I believe guys when they say they would rather have one woman than a string of them but there are a couple of challenges that can make this a challenge. If you are here for a sexual relationship how many people do you have to sleep with once or twice until you find someone you click with? What if if you are constantly being presented with someone who might be better?

I know what works for me but I've got a chilly heart


pagancountrygirl 66F  
6466 posts
6/21/2015 2:07 pm

This (and every other site) means different things to different people. I joined looking for someone that wanted more than a FWB/NSA type relationship but probably not marriage. Like you, I've received my share of people "suggesting" I try Match . com or eHarmony because, as they were so kind as to point out for you, THIS IS A HOOK UP SITE! Really? I'm wondering how that's working out for them...since they seem to have some anger issues with those of us who aren't interested in hooking up with them. Also, the sites they suggested? They come with prettier wrapping and a G rated promotion, but the people (read: men) on those sites apparently didn't get the memo. It seems the majority of them are looking for....HOOK UPS! Shocking...right?

Pagan
Hmmmm....I know I left that wand around here somewhere!


citizen4722 66M  
74582 posts
6/21/2015 12:08 pm

When I first joined this site I was like a bull in a china shop! I soon learned it wasn't the way to go.


ak_bigbadwolf3 51M
2630 posts
6/21/2015 11:58 am

I had almost forgot about the fuck a slut site, I remember when It launched. And yes I wish more people got the there has to be a Connection.

Don't compromise yourself! You are all you've got!


smartasswoman 66F  
35813 posts
6/21/2015 10:38 am

Excellent point that members view the site through different front ends that give them different ideas about what everyone is here for. I actually address that in my profile, saying, "If you found me on a site advertising horny housewives, teen runaways, sexy lesbians, or random sluts, don't believe the hype".

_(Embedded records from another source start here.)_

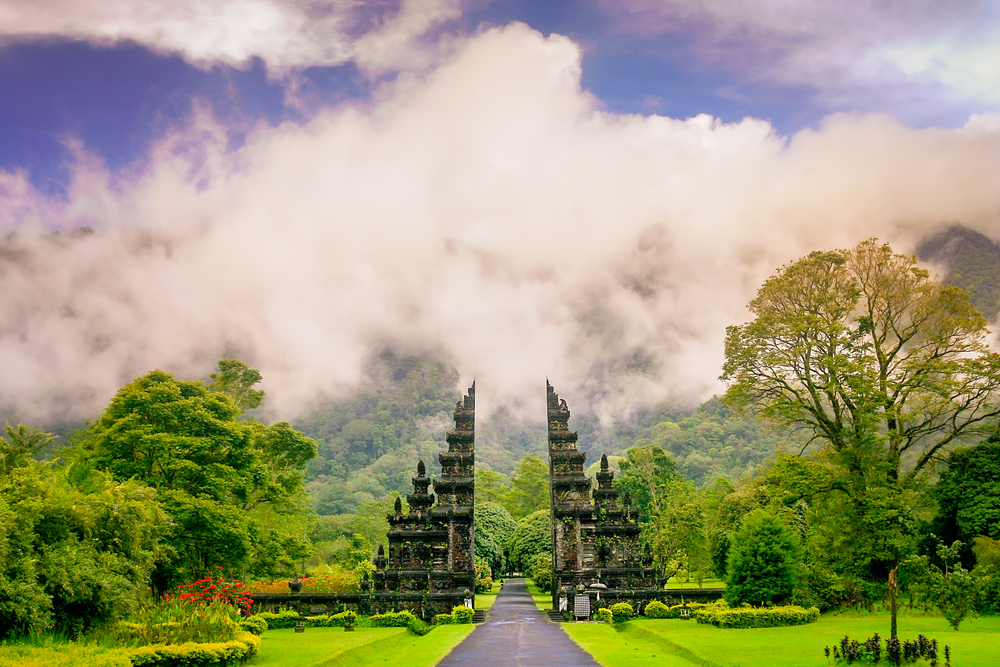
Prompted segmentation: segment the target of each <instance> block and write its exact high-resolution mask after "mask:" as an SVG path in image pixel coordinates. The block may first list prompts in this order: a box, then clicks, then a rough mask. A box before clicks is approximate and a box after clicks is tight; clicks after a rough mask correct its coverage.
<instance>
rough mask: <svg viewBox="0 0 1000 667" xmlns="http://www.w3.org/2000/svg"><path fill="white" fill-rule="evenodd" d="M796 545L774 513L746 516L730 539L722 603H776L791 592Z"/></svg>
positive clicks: (788, 531) (758, 514) (788, 596)
mask: <svg viewBox="0 0 1000 667" xmlns="http://www.w3.org/2000/svg"><path fill="white" fill-rule="evenodd" d="M796 551H797V550H796V546H795V539H794V537H793V536H792V533H791V531H789V530H788V528H787V527H785V525H784V524H783V523H782V522H781V519H779V518H778V517H777V516H775V515H774V514H769V513H767V512H765V511H763V510H757V511H754V512H751V513H750V514H748V515H747V516H746V517H745V518H744V519H743V523H742V525H741V526H740V528H739V530H737V531H736V532H735V533H734V534H733V536H732V547H731V548H730V551H729V560H728V563H727V565H726V569H727V570H728V572H729V574H728V577H727V579H726V594H725V595H726V601H727V602H728V603H729V604H731V605H734V606H735V605H739V604H745V603H751V604H758V603H761V602H766V603H768V604H778V603H782V602H787V601H788V600H789V599H790V598H791V597H792V594H793V592H794V591H795V583H796V582H795V568H796Z"/></svg>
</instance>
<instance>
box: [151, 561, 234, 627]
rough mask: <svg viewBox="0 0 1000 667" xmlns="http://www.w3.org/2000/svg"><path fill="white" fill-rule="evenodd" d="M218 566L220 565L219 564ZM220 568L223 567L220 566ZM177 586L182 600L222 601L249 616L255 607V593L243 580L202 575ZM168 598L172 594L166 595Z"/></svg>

As I recall I first came here thinking maybe I'd find a friend with benefits. And the first guy I became involved with probably more or less fell into that category. Over time I started to wish for something a little deeper - a boyfriend dare I say it? and harbored hopes that I'd be the one in a thousand who met one here. Because we all know some of those success stories that we've heard from other bloggers.

Eventually I gave up and joined the "just here to blog" troop.


spiderj72 51M
7898 posts
6/21/2015 7:11 am

I wonder if this is why people end up fucking the neighbour? Just because it seems way easier than the hoops you are jumping through. I am not suggesting you fuck your neighbour however. Maybe a nice Canadian man you have met? just suggesting. I feel for you and your struggle.


gottaring replies on 6/21/2015 9:37 am:
If fucking YOU were an option, this would all be so much easier.